Dengan demikian tata negara independen, berlawanan dengan Imperium yang menyerap segalanya, merupakan karya bangsa Teuton pemberontak, pejuang penyair, pemikir, manusia merdeka. Itu kemenangan hebat, tapi juga kemenangan di mana kekalahan belum pernah diakui. Dari penjaranya di Vatikan, Paus terus menerbitkan Bulla dan Breve yang melempar tantangan terhadap dunia dan akal sehat; santo-santo baru dikanonisasi, dogma-dogma baru diproklamirkan oleh konsili-konsili oikumenis yang dipanggil dari semua wilayah dunia berpenghuni; dan ada orang-orang baik dan, dalam banyak hal, orang-orang bijak, yang menundukkan kepala dan gemetar. Tak seorangpun bisa mengatakan bahwa Kepausan, meski tercukur dari domini-domini duniawinya, bukan lagi sebuah Kekuasaan yang patut diperhitungkan; konsistensinya mendatangkan rasa hormat; tapi Civitas Dei adalah cerita masa lalu; itu tidak lebih dari sebuah mimpi di malam hari, yang darinya seorang pak tua letih bangun dan menemukan satu-satunya bekasnya dalam wujud tandus sebuah istana zaman pertengahan, dan pembuat topi wanita untuk sebuah upacara yang ketinggalan zaman. Sungguh sosok yang menyedihkan!

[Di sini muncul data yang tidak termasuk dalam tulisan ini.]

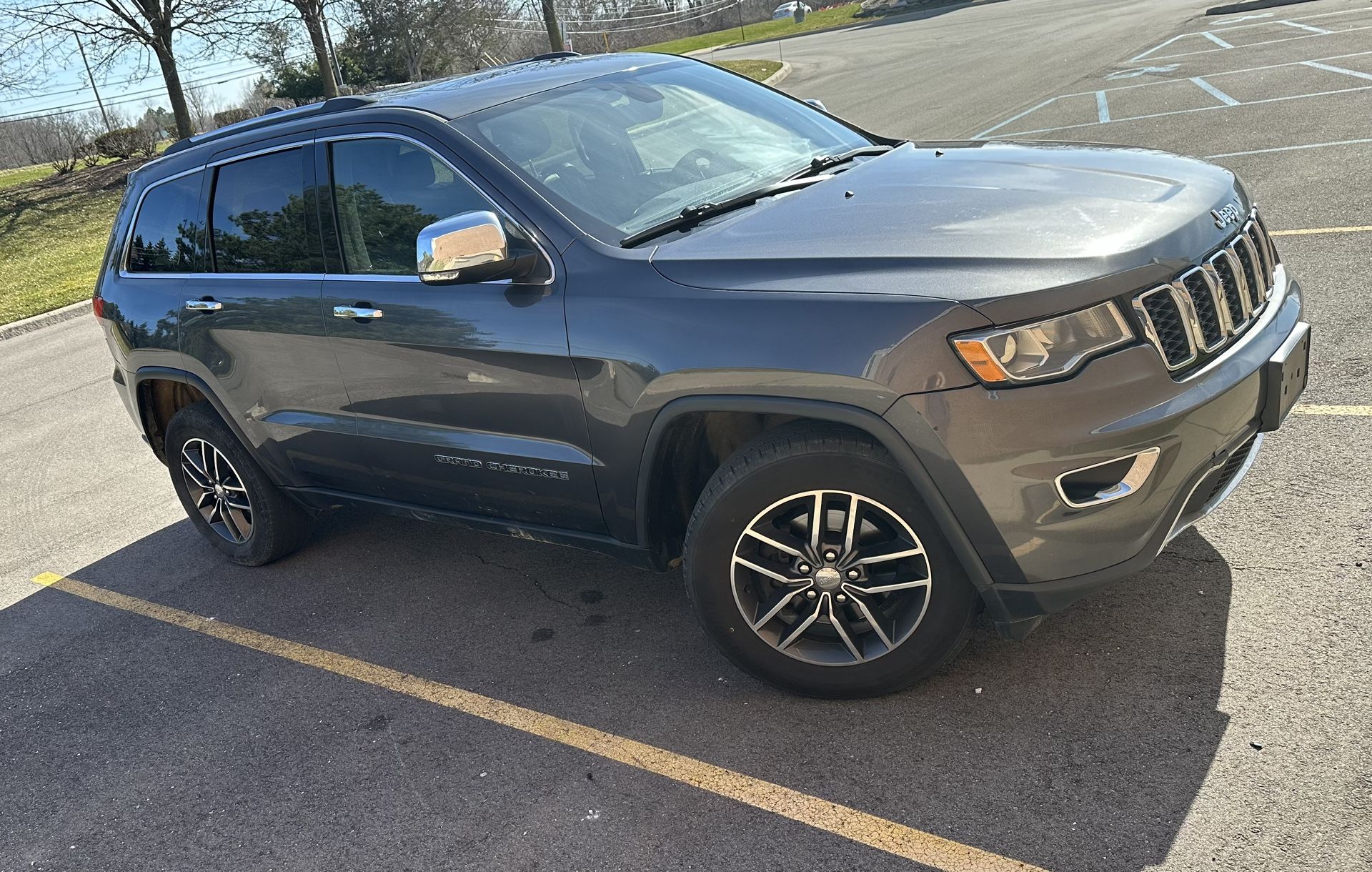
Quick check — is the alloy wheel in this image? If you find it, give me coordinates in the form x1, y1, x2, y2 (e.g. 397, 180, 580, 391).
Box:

Sebuah dunia baru telah muncul. Abad ke-13 adalah titik balik. Pembangunannya belum selesai bahkan sampai sekarang. Tapi bangsa Teuton bekerja di setiap tempat, dan fondasi-fondasinya diletakkan dengan baik dan sungguh-sungguh. Di Italia, utara dan selatan, tanahnya dibanjiri oleh orang-orang ras Indo-Eropa—Goth, Lombard, Nordik, Celtik. Kepada merekalah berutang pembentukan kabupaten-kabupaten dan kota-kota yang masih tersisa sebagai saksi kerja keras mereka. Anak-cucu merekalah, sudah pasti bukan peranakan dari Sengkarut, yang menyusun “Renaisans”, dan ketika (gara-gara perseteruan internal dan perang-perang remeh, selain gara-gara percampuran yang terlalu sering dengan peranakan) elemen Teuton menjadi semakin lemah, kejayaan Italia ikut menyusut. Dunia beruntung, ras tersebut dipertahankan dalam kemurnian lebih tinggi di tempat lain.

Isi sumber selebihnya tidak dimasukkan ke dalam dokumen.